For this parser, I gave a sample text file containing:

var a := 6
var b := 5
if a<5 {
b = 2
}
else {
b = 20
}

But during parsing, with debug, I got this output

.
.
.
--accepting rule at line 47 ("if")
--accepting rule at line 62 (" ")
--accepting rule at line 47 ("a")
--accepting rule at line 56 ("<")
--accepting rule at line 29 ("5")
--accepting rule at line 62 (" ")
--accepting rule at line 57 ("{")
--accepting rule at line 60 ("
")
--accepting rule at line 47 ("b")
--accepting rule at line 56 (" = ")
--accepting rule at line 29 ("2")
--accepting rule at line 60 ("
")
--accepting rule at line 57 ("}")
--accepting rule at line 60 ("
")
--accepting rule at line 47 ("else")
YACC finish

As it can be seen, the block after else is not lexed. But instead, if I replace "else" by something else like "if a>8" text is lexed till the EOF. I'm not getting the cause of it. Someone help me out please.

Answer 1

You complain that YACC is prematurely terminating. That's easily explained; your parser includes: (empasis added)

program
    : routine { printf("YACC finish\n"); exit(0); }

and the entire purpose of exit(0) is to terminate prematurely. So it's doing the job you asked it to do. However, it's hard to imagine a use case in which calling exit() from a parser action is correct, and the results you're getting show why.
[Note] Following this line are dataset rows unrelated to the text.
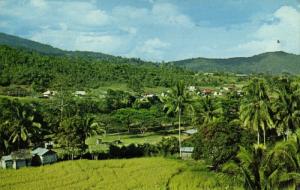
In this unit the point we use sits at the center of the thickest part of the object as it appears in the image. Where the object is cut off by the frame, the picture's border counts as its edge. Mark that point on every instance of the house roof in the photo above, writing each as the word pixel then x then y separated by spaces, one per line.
pixel 6 158
pixel 187 149
pixel 191 131
pixel 40 151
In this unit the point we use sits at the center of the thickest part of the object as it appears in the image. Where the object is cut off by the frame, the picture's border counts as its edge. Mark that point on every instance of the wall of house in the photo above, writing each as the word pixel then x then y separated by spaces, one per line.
pixel 6 164
pixel 49 158
pixel 19 164
pixel 186 155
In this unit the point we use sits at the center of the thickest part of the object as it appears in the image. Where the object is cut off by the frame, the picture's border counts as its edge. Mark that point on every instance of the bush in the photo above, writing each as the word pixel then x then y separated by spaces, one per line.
pixel 219 142
pixel 168 146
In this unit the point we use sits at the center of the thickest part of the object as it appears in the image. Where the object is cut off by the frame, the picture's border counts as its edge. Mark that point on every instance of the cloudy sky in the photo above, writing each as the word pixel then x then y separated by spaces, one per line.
pixel 158 29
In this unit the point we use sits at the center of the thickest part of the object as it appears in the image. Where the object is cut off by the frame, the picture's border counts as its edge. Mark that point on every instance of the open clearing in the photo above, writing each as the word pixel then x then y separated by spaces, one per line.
pixel 140 174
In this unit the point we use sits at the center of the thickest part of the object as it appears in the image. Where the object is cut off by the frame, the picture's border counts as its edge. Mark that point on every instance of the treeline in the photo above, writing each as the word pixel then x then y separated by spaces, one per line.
pixel 22 67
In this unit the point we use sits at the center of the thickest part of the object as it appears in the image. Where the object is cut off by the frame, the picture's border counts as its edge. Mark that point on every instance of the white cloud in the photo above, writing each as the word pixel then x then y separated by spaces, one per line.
pixel 39 4
pixel 286 29
pixel 168 14
pixel 151 49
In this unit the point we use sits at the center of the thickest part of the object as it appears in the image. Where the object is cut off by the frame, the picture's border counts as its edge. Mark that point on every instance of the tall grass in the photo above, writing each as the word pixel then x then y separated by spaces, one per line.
pixel 139 174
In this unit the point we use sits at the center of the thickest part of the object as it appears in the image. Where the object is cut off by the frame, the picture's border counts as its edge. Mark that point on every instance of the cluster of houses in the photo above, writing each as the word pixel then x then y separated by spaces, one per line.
pixel 24 158
pixel 215 92
pixel 49 93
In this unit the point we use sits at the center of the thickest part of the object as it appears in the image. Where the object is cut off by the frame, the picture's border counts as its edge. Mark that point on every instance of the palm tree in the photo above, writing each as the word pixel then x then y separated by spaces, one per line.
pixel 277 168
pixel 255 110
pixel 175 101
pixel 87 128
pixel 282 166
pixel 210 109
pixel 286 107
pixel 22 123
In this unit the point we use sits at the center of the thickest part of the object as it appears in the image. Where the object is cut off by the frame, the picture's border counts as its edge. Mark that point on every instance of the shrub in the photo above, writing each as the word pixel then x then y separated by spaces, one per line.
pixel 219 142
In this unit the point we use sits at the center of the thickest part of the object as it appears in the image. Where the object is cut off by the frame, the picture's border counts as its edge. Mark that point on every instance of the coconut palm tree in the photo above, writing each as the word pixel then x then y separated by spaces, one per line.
pixel 22 123
pixel 286 107
pixel 277 168
pixel 175 101
pixel 87 127
pixel 255 109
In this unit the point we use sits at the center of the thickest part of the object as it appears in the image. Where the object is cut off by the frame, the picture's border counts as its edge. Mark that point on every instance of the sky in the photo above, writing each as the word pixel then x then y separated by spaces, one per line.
pixel 158 30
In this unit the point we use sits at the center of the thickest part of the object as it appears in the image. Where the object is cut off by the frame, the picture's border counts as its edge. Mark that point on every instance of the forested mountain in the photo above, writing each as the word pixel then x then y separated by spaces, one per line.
pixel 271 63
pixel 17 42
pixel 23 67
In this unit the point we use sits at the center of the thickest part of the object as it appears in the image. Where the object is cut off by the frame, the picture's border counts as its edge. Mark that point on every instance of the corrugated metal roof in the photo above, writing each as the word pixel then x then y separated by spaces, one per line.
pixel 6 158
pixel 191 131
pixel 187 149
pixel 40 151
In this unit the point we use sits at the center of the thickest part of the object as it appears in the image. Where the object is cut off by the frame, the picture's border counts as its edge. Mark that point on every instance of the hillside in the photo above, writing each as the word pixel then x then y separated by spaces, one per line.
pixel 271 63
pixel 17 42
pixel 140 173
It's particularly important to note that bison/yacc parsers (and especially bison parsers) may perform reductions before signalling an error, even in cases where the error token does not appear in the follow list for the production being reduced. That's probably the case here; had you not called exit(), you would have gotten a syntax error indication, which at least would have been less mysterious (and which could have been handled with an error-handling production in your grammar).

yyparse will return (with a return value of 0) if it manages to parse the entire input; it will return 1 if it encounters a syntax error and 2 if it detects memory over-use. (There are preprocessor symbols for these constants, but it is usually sufficient to test whether the return value of yyparse() was zero or not.) You should always allow the parser to return normally, to give it an opportunity to clean up allocated resources before returning.
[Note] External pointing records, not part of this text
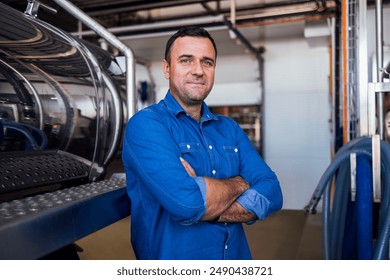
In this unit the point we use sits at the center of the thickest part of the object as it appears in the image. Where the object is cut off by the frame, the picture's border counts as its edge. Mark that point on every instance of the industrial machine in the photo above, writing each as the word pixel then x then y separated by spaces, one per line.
pixel 61 121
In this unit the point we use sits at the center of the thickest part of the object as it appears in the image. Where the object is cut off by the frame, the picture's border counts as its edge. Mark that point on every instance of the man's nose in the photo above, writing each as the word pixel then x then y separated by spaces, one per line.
pixel 197 68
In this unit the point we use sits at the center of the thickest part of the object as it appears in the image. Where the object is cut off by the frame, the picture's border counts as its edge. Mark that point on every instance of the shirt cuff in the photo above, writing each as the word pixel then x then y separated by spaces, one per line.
pixel 254 203
pixel 202 187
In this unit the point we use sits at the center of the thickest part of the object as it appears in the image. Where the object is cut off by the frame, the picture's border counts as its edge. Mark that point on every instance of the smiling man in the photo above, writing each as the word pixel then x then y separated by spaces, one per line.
pixel 193 177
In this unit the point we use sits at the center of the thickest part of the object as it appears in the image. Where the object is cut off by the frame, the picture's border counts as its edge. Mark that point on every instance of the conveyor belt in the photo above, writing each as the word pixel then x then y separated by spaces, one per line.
pixel 27 170
pixel 35 226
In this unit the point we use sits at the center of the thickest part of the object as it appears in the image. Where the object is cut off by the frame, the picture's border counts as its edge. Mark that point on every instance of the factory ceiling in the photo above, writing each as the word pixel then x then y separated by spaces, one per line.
pixel 144 24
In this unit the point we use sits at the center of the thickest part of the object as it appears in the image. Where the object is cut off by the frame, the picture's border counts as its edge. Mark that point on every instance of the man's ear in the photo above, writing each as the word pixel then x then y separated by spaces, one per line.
pixel 166 69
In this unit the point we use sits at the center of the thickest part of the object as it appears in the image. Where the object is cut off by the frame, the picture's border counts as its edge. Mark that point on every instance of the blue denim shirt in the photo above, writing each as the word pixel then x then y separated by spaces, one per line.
pixel 167 205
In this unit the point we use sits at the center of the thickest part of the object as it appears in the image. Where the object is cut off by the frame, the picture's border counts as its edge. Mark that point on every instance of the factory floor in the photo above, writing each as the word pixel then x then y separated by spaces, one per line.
pixel 286 235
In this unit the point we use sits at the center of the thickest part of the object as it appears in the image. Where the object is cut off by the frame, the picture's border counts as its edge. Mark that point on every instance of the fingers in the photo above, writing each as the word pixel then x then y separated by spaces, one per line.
pixel 188 167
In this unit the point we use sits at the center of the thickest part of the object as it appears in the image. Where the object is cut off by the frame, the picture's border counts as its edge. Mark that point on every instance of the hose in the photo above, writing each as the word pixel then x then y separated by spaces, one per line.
pixel 340 219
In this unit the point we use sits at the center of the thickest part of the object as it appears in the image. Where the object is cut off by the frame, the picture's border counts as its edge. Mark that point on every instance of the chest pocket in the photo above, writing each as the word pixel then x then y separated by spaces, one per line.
pixel 192 153
pixel 232 154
You don't show your scanner, and the only trace you present is a trace of the scanner, not the parser. So it's not possible to know what token type the parser received when the scanner encountered the else token. Enabling parser traces instead of (or as well as) scanner traces would provide information more useful in debugging the parser (including the token type of each token passed to the parser).
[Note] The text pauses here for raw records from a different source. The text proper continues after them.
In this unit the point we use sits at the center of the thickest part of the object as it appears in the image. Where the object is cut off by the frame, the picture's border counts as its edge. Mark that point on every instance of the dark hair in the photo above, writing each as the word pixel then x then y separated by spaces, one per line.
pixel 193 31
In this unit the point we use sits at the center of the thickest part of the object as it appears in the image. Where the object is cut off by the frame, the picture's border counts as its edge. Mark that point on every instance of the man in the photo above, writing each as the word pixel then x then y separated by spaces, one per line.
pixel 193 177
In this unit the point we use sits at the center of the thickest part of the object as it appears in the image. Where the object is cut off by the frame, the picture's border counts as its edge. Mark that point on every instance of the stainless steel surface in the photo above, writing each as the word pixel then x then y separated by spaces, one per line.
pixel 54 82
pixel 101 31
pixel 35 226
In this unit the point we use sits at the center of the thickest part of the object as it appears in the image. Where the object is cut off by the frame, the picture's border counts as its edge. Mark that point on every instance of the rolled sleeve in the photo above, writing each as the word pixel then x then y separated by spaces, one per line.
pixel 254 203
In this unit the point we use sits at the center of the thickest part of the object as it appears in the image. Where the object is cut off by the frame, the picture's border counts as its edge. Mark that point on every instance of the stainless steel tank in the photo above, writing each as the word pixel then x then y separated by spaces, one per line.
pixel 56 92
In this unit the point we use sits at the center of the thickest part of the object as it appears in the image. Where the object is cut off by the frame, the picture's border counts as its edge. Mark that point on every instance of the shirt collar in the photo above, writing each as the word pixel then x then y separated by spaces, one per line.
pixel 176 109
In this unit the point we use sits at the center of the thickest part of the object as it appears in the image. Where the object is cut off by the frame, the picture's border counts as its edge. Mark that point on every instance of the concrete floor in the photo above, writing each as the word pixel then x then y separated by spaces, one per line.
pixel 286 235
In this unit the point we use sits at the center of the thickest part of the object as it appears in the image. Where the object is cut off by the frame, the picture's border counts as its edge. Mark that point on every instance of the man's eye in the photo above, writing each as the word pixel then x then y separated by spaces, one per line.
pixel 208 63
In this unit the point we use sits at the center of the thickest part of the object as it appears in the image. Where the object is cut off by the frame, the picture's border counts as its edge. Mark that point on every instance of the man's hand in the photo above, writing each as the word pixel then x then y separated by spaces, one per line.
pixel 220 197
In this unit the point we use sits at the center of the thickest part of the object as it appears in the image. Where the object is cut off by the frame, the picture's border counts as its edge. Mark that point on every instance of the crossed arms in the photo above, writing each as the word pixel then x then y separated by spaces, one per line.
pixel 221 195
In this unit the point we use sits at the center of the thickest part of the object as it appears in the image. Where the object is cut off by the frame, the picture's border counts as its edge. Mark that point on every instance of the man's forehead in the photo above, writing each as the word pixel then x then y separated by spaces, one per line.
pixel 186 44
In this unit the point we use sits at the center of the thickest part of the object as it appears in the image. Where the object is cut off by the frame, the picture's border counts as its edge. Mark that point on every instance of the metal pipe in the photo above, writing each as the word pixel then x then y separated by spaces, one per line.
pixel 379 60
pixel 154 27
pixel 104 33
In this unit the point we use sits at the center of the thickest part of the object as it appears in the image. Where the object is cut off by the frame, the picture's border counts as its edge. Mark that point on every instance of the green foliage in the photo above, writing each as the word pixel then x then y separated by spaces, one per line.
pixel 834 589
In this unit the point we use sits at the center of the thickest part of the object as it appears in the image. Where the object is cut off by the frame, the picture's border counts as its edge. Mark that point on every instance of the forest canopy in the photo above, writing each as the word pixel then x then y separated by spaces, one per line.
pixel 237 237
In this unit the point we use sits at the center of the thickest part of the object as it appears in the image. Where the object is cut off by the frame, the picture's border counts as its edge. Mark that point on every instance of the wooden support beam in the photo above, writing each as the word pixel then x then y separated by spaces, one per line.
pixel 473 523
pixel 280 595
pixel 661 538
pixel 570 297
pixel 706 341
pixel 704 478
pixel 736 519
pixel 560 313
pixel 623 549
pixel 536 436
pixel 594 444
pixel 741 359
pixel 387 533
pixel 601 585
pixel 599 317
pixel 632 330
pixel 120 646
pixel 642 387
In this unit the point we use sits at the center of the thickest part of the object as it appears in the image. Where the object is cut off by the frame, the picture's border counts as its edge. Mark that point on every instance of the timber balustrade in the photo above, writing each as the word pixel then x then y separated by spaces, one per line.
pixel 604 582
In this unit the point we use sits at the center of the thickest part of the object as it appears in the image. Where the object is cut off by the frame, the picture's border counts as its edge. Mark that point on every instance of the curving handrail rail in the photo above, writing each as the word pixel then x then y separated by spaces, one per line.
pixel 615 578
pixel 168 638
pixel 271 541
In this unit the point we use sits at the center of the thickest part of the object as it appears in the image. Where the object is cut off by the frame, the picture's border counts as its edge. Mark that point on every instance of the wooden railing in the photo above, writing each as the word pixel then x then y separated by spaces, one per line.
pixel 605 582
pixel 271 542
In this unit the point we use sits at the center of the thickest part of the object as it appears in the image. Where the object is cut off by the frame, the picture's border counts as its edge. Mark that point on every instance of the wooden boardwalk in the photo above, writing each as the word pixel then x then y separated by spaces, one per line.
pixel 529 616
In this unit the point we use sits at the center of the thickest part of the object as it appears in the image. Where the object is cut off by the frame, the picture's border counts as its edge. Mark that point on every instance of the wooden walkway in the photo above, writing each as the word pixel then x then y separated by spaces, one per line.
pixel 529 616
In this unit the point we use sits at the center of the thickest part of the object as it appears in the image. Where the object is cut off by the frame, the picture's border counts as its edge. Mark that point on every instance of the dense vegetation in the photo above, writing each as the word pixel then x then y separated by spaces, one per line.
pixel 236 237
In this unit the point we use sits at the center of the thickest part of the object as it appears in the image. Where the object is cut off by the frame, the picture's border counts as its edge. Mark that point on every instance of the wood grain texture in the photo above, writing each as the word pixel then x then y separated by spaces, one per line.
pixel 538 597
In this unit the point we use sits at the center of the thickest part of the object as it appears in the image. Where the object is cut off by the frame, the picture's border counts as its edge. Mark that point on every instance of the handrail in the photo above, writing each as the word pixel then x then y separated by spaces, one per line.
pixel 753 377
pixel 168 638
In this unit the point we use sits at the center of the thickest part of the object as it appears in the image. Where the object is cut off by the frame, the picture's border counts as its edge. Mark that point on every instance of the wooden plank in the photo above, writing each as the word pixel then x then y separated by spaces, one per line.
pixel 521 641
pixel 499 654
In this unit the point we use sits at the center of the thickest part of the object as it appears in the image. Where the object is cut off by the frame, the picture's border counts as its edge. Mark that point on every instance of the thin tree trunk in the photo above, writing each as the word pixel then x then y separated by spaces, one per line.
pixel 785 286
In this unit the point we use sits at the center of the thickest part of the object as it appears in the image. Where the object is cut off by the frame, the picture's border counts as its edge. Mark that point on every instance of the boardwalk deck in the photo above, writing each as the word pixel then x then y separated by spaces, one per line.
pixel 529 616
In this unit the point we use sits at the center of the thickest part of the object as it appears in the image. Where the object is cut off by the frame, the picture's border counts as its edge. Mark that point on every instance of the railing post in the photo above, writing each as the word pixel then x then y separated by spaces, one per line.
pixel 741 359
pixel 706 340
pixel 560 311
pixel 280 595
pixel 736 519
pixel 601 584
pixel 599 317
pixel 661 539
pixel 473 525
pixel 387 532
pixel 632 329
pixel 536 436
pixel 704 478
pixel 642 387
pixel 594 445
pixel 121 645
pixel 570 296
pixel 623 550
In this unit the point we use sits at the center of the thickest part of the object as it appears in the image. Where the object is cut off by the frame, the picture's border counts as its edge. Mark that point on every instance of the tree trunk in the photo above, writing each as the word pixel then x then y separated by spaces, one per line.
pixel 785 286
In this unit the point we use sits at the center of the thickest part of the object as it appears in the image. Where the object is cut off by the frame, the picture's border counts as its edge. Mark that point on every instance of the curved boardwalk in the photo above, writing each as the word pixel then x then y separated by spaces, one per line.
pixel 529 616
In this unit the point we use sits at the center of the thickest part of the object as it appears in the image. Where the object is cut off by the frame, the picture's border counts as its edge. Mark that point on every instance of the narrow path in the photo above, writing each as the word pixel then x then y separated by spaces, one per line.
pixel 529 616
However, I was struck by the fact that if and else are both handled by the same scanner action as your identifiers (at line 47 of your scanner description). That implies that your scanner does not have specific rules for each keyword. Presumably, you are doing something inefficient and error-prone like compare identifier tokens with each possible keyword in order to return the correct token type to the parser. But it's hard to do more than guess about this because of lack of information.